Cayenne pepper: other uses

Cayenne pepper also is an essential ingredient in the “Master Cleanser” formula. Based on just "lemonade" (made with maple syrup), this easy-to-prepare home-made formula appears to be a particularly effective way to fast and internally cleanse while preventing and healing various complaints and ailments without incurring significant energy loss or discomfort. Details on the Master Cleanser.

Cayenne caveat: from a private comment

(sent in by a visitor of Healing Cancer Naturally)

I have chronic liver disease and found out the hard way a year or so ago that taking too much cayenne can cause problems. I was drinking it in tea, about 1/2 a tsp. twice daily for a couple weeks or so. Then I started to develop symptoms of too much heat in my body, which is better now but I have to avoid heating foods. We're all different. Some say it should not be boiled in a tea, like I did, but I think the chronic Hep C may have been the reason why I had problems with it. Someone with no liver problems may do better with it. It's said to be toxic to the liver in certain people (like me). I liked the stimulation it gave me, but I took too much or for too long (few weeks or so).

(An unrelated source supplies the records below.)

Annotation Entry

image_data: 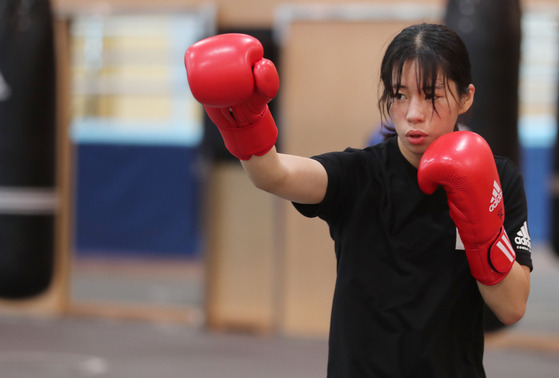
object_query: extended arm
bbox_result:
[185,34,328,203]
[241,147,328,204]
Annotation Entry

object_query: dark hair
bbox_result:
[378,24,472,137]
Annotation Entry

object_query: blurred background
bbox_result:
[0,0,559,377]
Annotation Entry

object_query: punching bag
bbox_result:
[445,0,521,166]
[445,0,522,332]
[0,0,56,299]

Definition of pepper, capsicum, capsaicin, and cayenne pepper

Adapted from Encyclopædia Britannica by Healing Cancer Naturally


also called GARDEN PEPPER (Capsicum), any of a great number of plants of the nightshade family, Solanaceae, notably Capsicum annuum, Capsicum frutescens, and Capsicum boccatum, extensively cultivated throughout tropical Asia and equatorial America for their edible, pungent fruits.

The genus Capsicum comprises all the varied forms of fleshy-fruited peppers grown as herbaceous annuals--the red, green, and yellow peppers rich in vitamins A and C that are used in seasoning and as a vegetable food.

Hot peppers, used as relishes, pickled, or ground into a fine powder for use as spices, derive their pungency from the compound

Capsaicin (8-methyl-N-vanillyl-6-nonenamide). Capsaicin is an alkaloid found in plants of the genus Capsicum and the "active" (hot) component of chili peppers.Characterized by acrid vapours and burning taste, this substance is located in the internal partitions of the fruit. First isolated in 1876, capsaicin stimulates gastric secretions and, if used in excess, causes inflammation. In addition to the cherry (Cerasiforme group) and red cluster (Fasciculatum), these hot varieties, which are red when mature, include the tabasco (Conoides), which is commonly ground and mixed with vinegar to produce a hot sauce, and the long "hot" chili and cayenne (Longum), often called capsicums.

Cayenne pepper, said to have originated in Cayenne in French Guiana, is one of the spices derived from these small-fruited species of Capsicum. Very pungent, cayenne pepper is produced in many parts of the world by drying and grinding these fruits.